Наш маленький клуб навещал и Петр Иванович. Он ничего не навязывал собравшимся, не нарушал доверительного тона беседы, умел хорошо слушать — много ли начальников могут похвалиться этим? — подхватить ядреную шутку, раскатисто рассмеяться вместе со всеми и сам охотно, и красноречиво выкладывал, в очередь с другими ораторами, различные были и небылицы, которых знал целую кучу и помнил их чуть ли не с детства.

Политрук не корчил из себя великого теоретика и начинать серьезный разговор любил с недоумения.

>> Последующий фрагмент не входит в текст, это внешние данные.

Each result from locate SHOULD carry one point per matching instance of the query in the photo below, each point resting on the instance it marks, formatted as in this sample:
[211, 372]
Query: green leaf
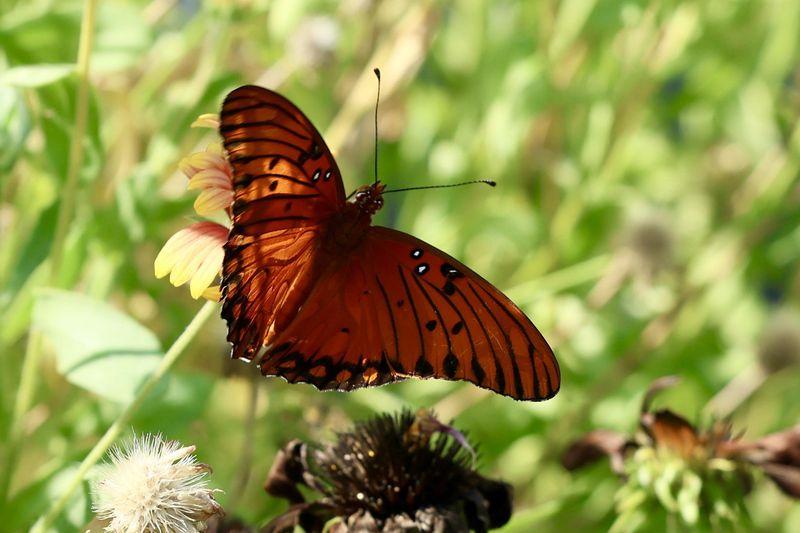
[97, 347]
[36, 75]
[15, 125]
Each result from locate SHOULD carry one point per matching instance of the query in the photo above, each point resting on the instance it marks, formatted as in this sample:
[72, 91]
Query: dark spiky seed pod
[393, 473]
[387, 466]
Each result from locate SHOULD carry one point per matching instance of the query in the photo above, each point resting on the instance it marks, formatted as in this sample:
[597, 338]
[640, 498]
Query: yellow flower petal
[213, 293]
[207, 272]
[212, 200]
[193, 254]
[206, 120]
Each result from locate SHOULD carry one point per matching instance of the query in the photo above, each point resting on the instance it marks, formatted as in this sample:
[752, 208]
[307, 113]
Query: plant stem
[120, 423]
[30, 365]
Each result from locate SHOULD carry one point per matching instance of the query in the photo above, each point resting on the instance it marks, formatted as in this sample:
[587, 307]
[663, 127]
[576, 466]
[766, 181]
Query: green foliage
[646, 217]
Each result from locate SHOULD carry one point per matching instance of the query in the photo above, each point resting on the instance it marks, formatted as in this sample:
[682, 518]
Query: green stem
[177, 348]
[30, 366]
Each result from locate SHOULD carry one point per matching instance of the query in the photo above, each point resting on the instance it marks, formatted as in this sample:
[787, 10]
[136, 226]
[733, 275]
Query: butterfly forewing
[286, 183]
[284, 174]
[340, 304]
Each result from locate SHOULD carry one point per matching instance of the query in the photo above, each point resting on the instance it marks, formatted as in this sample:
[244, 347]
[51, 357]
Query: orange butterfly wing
[400, 307]
[286, 183]
[342, 315]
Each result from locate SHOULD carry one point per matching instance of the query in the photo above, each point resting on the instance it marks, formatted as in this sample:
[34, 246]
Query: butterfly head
[369, 198]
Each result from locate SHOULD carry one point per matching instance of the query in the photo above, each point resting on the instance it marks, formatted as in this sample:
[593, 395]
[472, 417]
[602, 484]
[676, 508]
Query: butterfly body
[324, 297]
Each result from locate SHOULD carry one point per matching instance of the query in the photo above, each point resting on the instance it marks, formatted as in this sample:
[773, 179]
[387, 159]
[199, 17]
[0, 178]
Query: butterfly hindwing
[446, 321]
[328, 299]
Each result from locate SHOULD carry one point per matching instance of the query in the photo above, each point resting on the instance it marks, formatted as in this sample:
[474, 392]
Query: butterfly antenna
[377, 72]
[490, 183]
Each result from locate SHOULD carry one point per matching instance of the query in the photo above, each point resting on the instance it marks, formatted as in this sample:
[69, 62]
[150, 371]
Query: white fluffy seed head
[153, 486]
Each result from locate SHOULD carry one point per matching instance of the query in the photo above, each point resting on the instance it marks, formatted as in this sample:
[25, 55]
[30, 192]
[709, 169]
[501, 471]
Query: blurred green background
[646, 216]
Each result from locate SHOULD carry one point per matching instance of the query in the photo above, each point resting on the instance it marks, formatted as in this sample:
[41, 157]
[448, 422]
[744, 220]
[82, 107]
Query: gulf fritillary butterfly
[326, 298]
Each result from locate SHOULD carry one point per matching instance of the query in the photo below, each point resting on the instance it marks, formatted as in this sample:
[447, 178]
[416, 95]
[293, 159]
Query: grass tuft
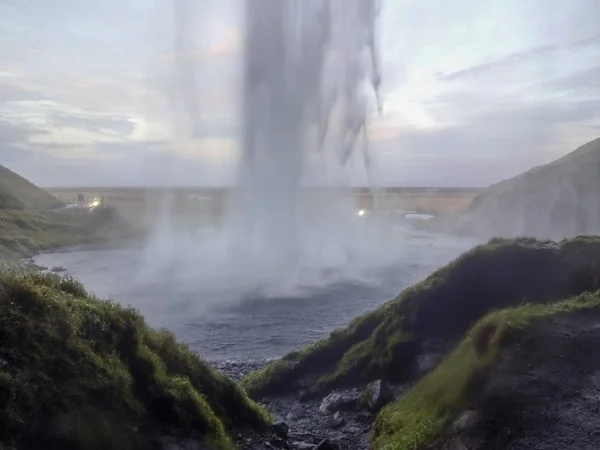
[78, 372]
[420, 416]
[384, 343]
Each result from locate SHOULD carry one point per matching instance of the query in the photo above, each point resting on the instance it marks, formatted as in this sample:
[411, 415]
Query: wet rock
[281, 429]
[335, 422]
[171, 443]
[303, 395]
[379, 394]
[295, 413]
[279, 443]
[326, 444]
[302, 446]
[342, 400]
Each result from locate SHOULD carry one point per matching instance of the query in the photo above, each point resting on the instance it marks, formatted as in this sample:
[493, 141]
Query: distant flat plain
[140, 203]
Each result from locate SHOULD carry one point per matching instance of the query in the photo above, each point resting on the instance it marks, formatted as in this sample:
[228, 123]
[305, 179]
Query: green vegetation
[420, 416]
[78, 372]
[384, 343]
[18, 193]
[25, 232]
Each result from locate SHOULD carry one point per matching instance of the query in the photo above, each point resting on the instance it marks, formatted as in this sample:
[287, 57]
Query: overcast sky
[473, 91]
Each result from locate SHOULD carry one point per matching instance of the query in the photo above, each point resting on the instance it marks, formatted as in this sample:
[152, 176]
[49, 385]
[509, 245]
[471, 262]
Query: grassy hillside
[18, 193]
[465, 381]
[556, 200]
[24, 232]
[80, 373]
[385, 343]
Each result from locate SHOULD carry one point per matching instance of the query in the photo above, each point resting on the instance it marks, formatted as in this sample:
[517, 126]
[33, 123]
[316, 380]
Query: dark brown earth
[543, 395]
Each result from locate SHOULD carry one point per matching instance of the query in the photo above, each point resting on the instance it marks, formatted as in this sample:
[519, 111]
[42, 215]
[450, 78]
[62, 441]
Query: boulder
[340, 400]
[378, 394]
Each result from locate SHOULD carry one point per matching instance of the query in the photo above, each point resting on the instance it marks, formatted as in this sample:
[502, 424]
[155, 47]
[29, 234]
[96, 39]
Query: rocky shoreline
[341, 420]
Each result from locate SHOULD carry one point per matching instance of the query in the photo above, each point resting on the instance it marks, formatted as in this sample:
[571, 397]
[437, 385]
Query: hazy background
[474, 92]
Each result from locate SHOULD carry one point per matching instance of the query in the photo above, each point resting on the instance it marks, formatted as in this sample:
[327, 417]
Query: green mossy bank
[19, 193]
[385, 343]
[80, 373]
[421, 416]
[26, 232]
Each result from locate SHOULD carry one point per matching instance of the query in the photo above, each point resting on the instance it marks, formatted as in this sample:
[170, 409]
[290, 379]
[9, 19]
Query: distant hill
[556, 200]
[18, 193]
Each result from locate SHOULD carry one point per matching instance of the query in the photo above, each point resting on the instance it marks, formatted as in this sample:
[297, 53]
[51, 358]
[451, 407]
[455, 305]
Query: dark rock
[295, 413]
[379, 394]
[341, 400]
[279, 443]
[326, 444]
[281, 429]
[303, 395]
[302, 446]
[335, 422]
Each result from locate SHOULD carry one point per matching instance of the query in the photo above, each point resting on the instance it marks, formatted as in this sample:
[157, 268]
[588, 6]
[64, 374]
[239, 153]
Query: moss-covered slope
[25, 232]
[18, 193]
[516, 381]
[385, 343]
[80, 373]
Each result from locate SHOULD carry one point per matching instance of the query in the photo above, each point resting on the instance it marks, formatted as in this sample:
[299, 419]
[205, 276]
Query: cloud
[9, 93]
[96, 123]
[519, 58]
[11, 132]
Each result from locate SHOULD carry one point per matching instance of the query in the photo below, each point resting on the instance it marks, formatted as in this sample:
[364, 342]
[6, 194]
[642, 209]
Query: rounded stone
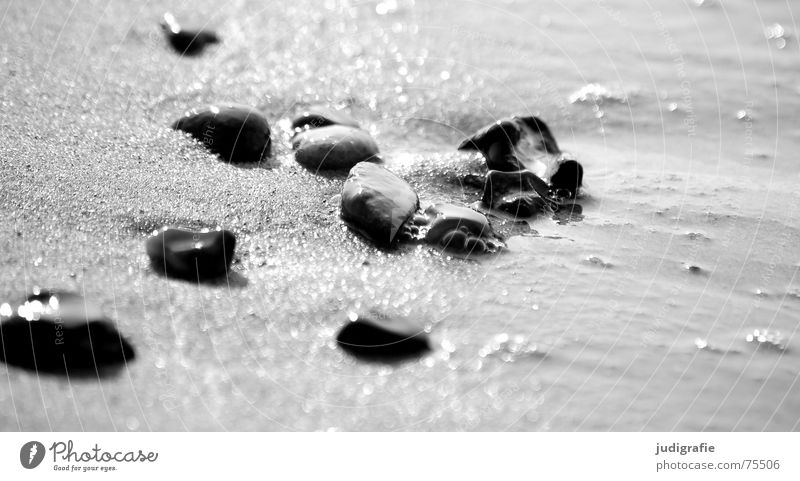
[191, 255]
[237, 134]
[184, 41]
[336, 147]
[383, 338]
[316, 117]
[446, 218]
[377, 203]
[59, 332]
[566, 176]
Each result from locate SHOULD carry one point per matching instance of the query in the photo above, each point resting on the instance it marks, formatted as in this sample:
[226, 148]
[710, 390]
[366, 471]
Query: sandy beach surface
[684, 114]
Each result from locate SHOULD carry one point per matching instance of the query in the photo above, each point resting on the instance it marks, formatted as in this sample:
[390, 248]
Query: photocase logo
[31, 454]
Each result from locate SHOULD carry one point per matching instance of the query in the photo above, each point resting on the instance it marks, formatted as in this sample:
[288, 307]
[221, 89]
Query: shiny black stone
[191, 255]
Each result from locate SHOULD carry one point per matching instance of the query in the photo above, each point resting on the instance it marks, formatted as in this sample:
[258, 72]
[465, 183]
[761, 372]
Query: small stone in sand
[59, 332]
[336, 147]
[191, 255]
[383, 338]
[237, 134]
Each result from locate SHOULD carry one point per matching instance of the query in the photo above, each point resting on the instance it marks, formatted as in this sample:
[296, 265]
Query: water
[640, 316]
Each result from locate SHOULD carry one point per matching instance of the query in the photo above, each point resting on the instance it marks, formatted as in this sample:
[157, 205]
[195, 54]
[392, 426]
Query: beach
[634, 317]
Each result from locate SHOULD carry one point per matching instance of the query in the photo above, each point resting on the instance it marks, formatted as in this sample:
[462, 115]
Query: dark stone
[502, 184]
[523, 205]
[60, 333]
[317, 117]
[566, 177]
[383, 338]
[237, 134]
[498, 141]
[186, 42]
[336, 147]
[569, 212]
[377, 203]
[191, 255]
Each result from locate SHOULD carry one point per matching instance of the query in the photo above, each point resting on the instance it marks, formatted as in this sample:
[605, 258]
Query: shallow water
[685, 118]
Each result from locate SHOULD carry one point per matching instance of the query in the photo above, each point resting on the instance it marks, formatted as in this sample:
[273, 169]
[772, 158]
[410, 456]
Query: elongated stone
[185, 41]
[445, 218]
[237, 134]
[317, 117]
[499, 184]
[336, 147]
[566, 177]
[523, 205]
[191, 255]
[383, 338]
[61, 333]
[377, 203]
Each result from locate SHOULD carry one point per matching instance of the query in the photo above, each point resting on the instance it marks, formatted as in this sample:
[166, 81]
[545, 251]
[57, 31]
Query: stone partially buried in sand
[566, 177]
[185, 41]
[377, 203]
[336, 147]
[237, 134]
[383, 338]
[317, 117]
[458, 228]
[191, 255]
[59, 332]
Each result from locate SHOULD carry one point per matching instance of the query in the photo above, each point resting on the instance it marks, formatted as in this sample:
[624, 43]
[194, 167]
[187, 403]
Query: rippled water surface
[640, 316]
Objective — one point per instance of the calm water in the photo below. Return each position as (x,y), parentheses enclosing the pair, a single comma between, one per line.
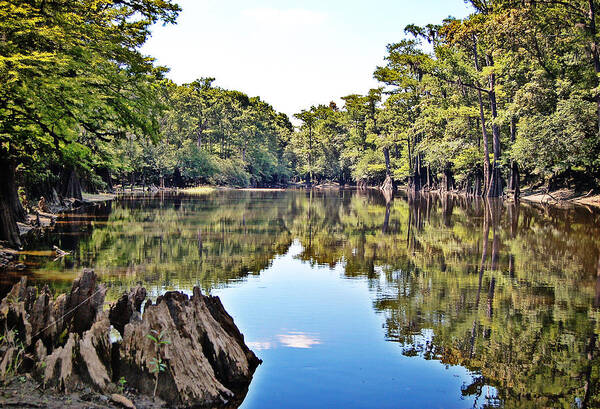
(355,302)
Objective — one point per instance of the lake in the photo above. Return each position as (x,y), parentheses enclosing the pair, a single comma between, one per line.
(355,301)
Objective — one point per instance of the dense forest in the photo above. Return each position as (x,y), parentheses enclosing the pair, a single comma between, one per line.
(509,96)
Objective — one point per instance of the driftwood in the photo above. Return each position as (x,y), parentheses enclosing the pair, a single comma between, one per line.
(66,343)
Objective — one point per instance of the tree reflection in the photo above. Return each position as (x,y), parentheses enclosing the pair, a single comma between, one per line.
(509,291)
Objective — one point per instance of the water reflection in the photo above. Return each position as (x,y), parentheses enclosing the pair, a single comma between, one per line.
(509,291)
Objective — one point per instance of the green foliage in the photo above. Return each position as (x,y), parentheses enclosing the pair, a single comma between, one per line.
(156,364)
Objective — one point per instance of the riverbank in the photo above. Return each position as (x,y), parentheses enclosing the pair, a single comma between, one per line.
(561,197)
(44,218)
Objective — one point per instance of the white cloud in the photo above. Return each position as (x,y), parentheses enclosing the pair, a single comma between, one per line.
(298,340)
(284,18)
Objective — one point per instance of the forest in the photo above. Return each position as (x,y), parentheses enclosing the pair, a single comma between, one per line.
(505,98)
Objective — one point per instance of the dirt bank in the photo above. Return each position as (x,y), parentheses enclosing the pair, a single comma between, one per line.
(561,197)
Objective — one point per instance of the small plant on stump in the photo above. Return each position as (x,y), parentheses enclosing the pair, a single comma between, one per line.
(122,382)
(156,364)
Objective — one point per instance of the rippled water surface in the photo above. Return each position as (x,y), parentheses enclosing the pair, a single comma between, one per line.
(356,301)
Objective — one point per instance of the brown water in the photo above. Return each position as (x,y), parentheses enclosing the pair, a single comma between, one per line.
(352,301)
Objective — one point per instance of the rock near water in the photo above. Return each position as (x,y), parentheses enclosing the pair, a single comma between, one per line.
(66,343)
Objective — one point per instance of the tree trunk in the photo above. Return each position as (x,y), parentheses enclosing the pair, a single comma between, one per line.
(495,186)
(73,187)
(486,151)
(514,166)
(595,52)
(11,210)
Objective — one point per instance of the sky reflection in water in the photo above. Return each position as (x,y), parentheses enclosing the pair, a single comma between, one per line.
(355,301)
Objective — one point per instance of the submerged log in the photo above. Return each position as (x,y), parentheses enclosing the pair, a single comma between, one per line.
(68,345)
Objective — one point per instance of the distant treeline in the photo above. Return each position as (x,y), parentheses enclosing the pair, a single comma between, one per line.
(508,96)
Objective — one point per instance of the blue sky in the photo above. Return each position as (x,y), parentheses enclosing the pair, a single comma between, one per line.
(291,53)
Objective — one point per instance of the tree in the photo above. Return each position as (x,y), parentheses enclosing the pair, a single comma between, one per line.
(69,67)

Достанет из планшетки сложенную в шестнадцать раз газету, тщательно развернет, расправит, хлопнет по листу ладонью, посетует на то, что события в мире происходят уже вовсе невразумительные, и станет читать облюбованную заранее заметку — медленно, врастяжку, не всегда правильно выговаривая мудреные, иностранного происхождения слова. Кончив читать, обведет всех хитроватым взглядом и обратится к кому-нибудь одному с просьбой растолковать прочитанное или хотя бы высказать свою точку зрения. Тот примется отнекиваться, попытается отшутиться, да не тут-то было: Петр Иванович не отстанет от бедняги, пока не вытянет из него хоть несколько слов, — в крайнем случае, тут он и свой командирский авторитет приложит, деликатно, но все же… Особенно робко высказывались обычно солдаты постарше, призванные из запаса, некоторые едва умели читать и писать; послушав их, кто-нибудь из завзятых остряков, обожающих поразглагольствовать, ввернет шуточку, затем в беседу включается кто-нибудь помоложе, побойчее, с ним заспорит другой, третий, кто-то что-то спросит, после чего завязывается общая дискуссия — до глубокой ночи.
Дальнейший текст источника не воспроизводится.